Maybe that girl is a long time Bruins fan and waited for the right moment to buy a new jersey. Maybe she’s an Oilers’ fan who has been reformed by the incredible play of Boston and will be reformed next season by another team and reformed again the season after that. She could see me as the bandwagon jumper who picked up a jersey at the pawnshop.

Then again, maybe the sneer was a look of, ‘not interested in what you’re selling’ – I wasn’t selling anything – ‘go away you ugly fuck.’

The problem is, when every team in the NHL is marketed as a bonafide contender (San Jose, Boston, Detroit, Vancouver) or two years from making an amazing run (everyone else) the fans begin to demand crazy things, like a Stanley Cup and with every team given the chance to compete night in and night out, you see the death of the dominating franchise.
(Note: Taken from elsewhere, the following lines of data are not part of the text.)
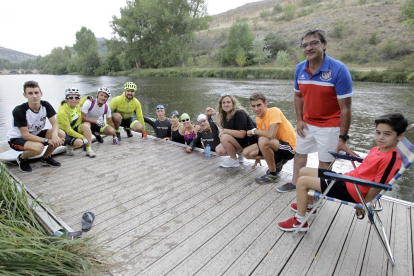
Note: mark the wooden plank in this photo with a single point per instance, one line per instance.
(375, 260)
(299, 249)
(352, 256)
(401, 241)
(326, 257)
(197, 239)
(208, 251)
(246, 250)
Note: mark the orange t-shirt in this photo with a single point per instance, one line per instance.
(285, 132)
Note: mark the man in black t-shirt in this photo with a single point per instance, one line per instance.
(208, 134)
(28, 134)
(162, 125)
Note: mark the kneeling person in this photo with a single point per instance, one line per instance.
(276, 138)
(28, 134)
(94, 112)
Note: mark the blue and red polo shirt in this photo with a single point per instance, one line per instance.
(321, 91)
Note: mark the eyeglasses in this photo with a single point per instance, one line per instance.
(76, 98)
(312, 44)
(225, 94)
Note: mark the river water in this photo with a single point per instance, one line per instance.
(193, 95)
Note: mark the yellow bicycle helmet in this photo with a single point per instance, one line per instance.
(130, 86)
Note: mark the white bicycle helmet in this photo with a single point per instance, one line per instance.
(105, 90)
(130, 86)
(72, 91)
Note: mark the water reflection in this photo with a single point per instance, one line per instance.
(193, 95)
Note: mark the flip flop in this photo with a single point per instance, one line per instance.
(87, 220)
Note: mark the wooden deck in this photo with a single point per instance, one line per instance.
(164, 211)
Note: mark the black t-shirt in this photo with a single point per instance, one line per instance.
(23, 116)
(162, 129)
(240, 121)
(210, 137)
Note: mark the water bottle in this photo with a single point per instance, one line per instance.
(207, 151)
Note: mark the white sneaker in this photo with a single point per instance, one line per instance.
(240, 157)
(90, 153)
(70, 152)
(230, 163)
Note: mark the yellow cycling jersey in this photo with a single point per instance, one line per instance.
(126, 109)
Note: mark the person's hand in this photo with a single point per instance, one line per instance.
(344, 147)
(300, 126)
(56, 141)
(115, 140)
(256, 162)
(100, 122)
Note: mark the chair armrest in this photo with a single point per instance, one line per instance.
(346, 157)
(346, 178)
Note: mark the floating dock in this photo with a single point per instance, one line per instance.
(164, 211)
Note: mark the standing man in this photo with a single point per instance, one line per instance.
(162, 125)
(276, 138)
(94, 112)
(28, 134)
(323, 93)
(123, 107)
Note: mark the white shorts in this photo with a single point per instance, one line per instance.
(318, 139)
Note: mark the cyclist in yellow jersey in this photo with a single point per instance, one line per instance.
(123, 107)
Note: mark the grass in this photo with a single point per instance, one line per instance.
(24, 245)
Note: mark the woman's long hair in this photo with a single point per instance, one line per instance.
(223, 115)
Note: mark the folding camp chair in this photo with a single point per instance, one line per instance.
(406, 150)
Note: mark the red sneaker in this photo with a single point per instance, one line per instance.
(292, 224)
(294, 207)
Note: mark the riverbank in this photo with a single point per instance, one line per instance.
(384, 76)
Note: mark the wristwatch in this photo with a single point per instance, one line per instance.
(344, 137)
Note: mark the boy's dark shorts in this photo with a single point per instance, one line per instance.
(338, 190)
(18, 143)
(285, 152)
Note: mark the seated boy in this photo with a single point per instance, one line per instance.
(380, 165)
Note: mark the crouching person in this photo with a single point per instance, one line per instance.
(69, 119)
(28, 134)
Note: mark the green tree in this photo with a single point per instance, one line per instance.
(158, 33)
(85, 41)
(241, 57)
(275, 43)
(282, 58)
(240, 37)
(407, 12)
(260, 52)
(290, 11)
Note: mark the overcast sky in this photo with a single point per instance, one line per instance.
(37, 26)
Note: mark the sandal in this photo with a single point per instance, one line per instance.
(87, 220)
(360, 214)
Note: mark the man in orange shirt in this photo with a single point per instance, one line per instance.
(276, 138)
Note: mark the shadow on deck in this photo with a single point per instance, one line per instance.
(164, 211)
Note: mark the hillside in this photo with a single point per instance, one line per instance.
(362, 32)
(14, 56)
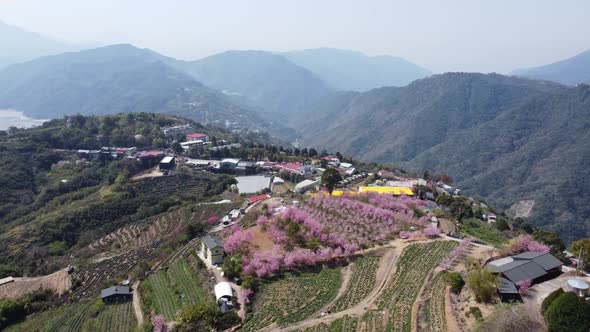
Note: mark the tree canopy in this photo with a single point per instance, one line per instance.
(330, 178)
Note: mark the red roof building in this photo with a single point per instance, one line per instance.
(254, 199)
(292, 168)
(150, 154)
(197, 137)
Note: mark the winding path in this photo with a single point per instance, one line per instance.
(137, 304)
(384, 274)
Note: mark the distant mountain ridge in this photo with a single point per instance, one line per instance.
(570, 71)
(351, 70)
(116, 79)
(502, 137)
(19, 45)
(269, 80)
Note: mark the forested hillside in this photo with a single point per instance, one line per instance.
(53, 203)
(505, 138)
(570, 71)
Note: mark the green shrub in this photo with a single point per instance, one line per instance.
(550, 298)
(11, 311)
(568, 312)
(455, 280)
(476, 313)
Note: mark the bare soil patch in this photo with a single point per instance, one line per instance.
(58, 281)
(260, 239)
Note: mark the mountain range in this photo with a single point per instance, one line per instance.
(117, 79)
(509, 139)
(266, 79)
(355, 71)
(570, 71)
(19, 45)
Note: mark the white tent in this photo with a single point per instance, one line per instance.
(223, 290)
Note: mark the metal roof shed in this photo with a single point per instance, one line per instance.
(223, 290)
(211, 242)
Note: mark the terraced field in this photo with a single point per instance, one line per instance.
(344, 324)
(67, 318)
(293, 299)
(114, 317)
(394, 305)
(156, 228)
(361, 283)
(435, 305)
(181, 285)
(182, 186)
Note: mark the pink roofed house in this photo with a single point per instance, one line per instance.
(197, 137)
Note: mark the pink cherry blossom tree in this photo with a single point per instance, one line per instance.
(523, 286)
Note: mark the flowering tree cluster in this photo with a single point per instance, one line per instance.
(246, 294)
(526, 243)
(325, 227)
(447, 261)
(431, 231)
(523, 286)
(159, 323)
(213, 220)
(237, 239)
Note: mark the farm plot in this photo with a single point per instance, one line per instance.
(94, 275)
(114, 317)
(344, 324)
(435, 305)
(58, 281)
(361, 283)
(66, 318)
(293, 298)
(167, 291)
(156, 228)
(395, 303)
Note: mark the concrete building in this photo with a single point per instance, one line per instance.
(534, 266)
(253, 184)
(167, 163)
(116, 294)
(212, 249)
(306, 185)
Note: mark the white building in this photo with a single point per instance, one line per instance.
(212, 249)
(224, 294)
(306, 185)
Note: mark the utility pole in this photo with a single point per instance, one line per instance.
(580, 265)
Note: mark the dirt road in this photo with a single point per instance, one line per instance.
(137, 304)
(385, 271)
(58, 281)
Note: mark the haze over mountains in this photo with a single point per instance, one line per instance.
(570, 71)
(269, 80)
(19, 45)
(510, 139)
(115, 79)
(350, 70)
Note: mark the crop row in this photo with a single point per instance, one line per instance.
(168, 290)
(413, 268)
(344, 324)
(361, 283)
(294, 298)
(114, 317)
(435, 305)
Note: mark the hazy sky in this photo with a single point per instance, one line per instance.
(442, 35)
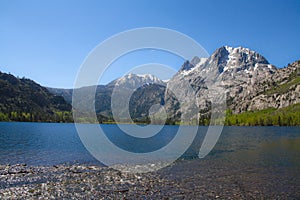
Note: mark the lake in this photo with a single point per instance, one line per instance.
(56, 143)
(246, 163)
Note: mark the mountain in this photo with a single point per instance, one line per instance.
(145, 89)
(250, 82)
(24, 100)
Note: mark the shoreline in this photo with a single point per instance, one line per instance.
(205, 179)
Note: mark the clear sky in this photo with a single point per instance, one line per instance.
(47, 41)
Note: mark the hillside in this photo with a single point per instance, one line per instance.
(22, 99)
(257, 93)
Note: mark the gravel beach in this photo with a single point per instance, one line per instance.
(183, 180)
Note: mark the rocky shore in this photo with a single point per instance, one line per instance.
(188, 180)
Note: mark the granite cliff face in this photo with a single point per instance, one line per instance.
(246, 80)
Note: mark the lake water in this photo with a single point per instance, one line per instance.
(54, 143)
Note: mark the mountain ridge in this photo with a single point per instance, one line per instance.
(250, 82)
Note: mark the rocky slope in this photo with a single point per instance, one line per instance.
(242, 76)
(248, 79)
The days of teams dominating for a decade are going to be over the year the Red Wings miss the playoffs and are forced to enter a rebuilding phase, Ken Holland has to retire sometime, they are the last of a long standing line of memorable franchises; The Oilers before them, The Islanders before that, Montreal in the 70’s, Boston in the 70’s and so on and so forth backwards in time.

You could debate that with such young talent the Penguins are going to be the next dominating franchise, but they have a few newer rules working against them. The salary cap is going to mean that the immense talent – results of toiling at the bottom of the league in a pre-CBA world – is going to have to check their egos come contract renewal time to fit under the cap. With the UFA age being lowered to 27, there’s a shorter window of domination before players who haven’t been signed to long term contracts can opt to move around to the league.

The new NHL is geared towards equality for all teams and shorter rebuilding phases. Fast forward ten years and if the Penguins are lucky, they’ll get two championships before the core of their current roster has to be broken up. But hey, by that time, lots of jersey’s will be sold and the masses will move on to focus on a new team. Or they’ll shatter and skater around the league to cheer for their favourite franchises until playoff time and if they don’t make it, they can bitterly sneer, “We’re only two seasons out.”